Studio 10: Building, Using, and Augmenting Binary Search Trees

Today, we'll be looking at binary search trees. After some initial review and practice, we'll think a little bit about how to show that a tree is balanced, then investigate tree augmentation -- a strategy to keep track of more information than just keys as you dynamically modify a tree.

Part A: Warm-Up

Let's start by building ourselves a tree to play with.

  • Insert the following keys into an initially empty binary search Tree (BST):

10, 4, 15, 8, 12, 9, 5, 3, 11, 13, 16, 1, 17

Sketch the resulting tree and check with your TA to make sure it is correct.

Question A1: what is the resulting tree?

A little aside: how can you write down a tree in a text file? Rather than engage in ASCII art, you can unambiguously translate a binary tree $T$ to a linearized representation $R(T)$ as follows:

  • An empty tree is written as "-".
  • A single node with key $x$ is written as "x".
  • A general tree whose root has key $x$ and left and right subtrees $T_1, T_2$ is written as $(x R(T_1) R(T_2))$.

So, a tree that looks like this figure:

serializable tree

is linearized as $(5 (3 (2 1 -) 4) (9 6 -))$.

Question A2: what keys are associated with the nodes that your traversal passes when computing succ(10)? When computing succ(9)?

  • Now delete the following keys, in order, from the tree:

3, 17, 4, 10

Question A3: What trees do you obtain after each deletion?

If you want to check your answers after trying to do the work yourself, you may find this BST visualizer helpful.
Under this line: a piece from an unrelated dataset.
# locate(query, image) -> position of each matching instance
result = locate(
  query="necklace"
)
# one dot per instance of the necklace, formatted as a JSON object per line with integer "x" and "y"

Part B: Creating a Balanced Tree from Scratch

Next week, we will spend a lot of time thinking about how to have binary search trees that are balanced, that is, trees whose height is at most logarithmic in the number of nodes they contain. Balanced trees are challenging to maintain under arbitrary insertions and deletions, but they aren't very hard to create if you are building a new tree from scratch.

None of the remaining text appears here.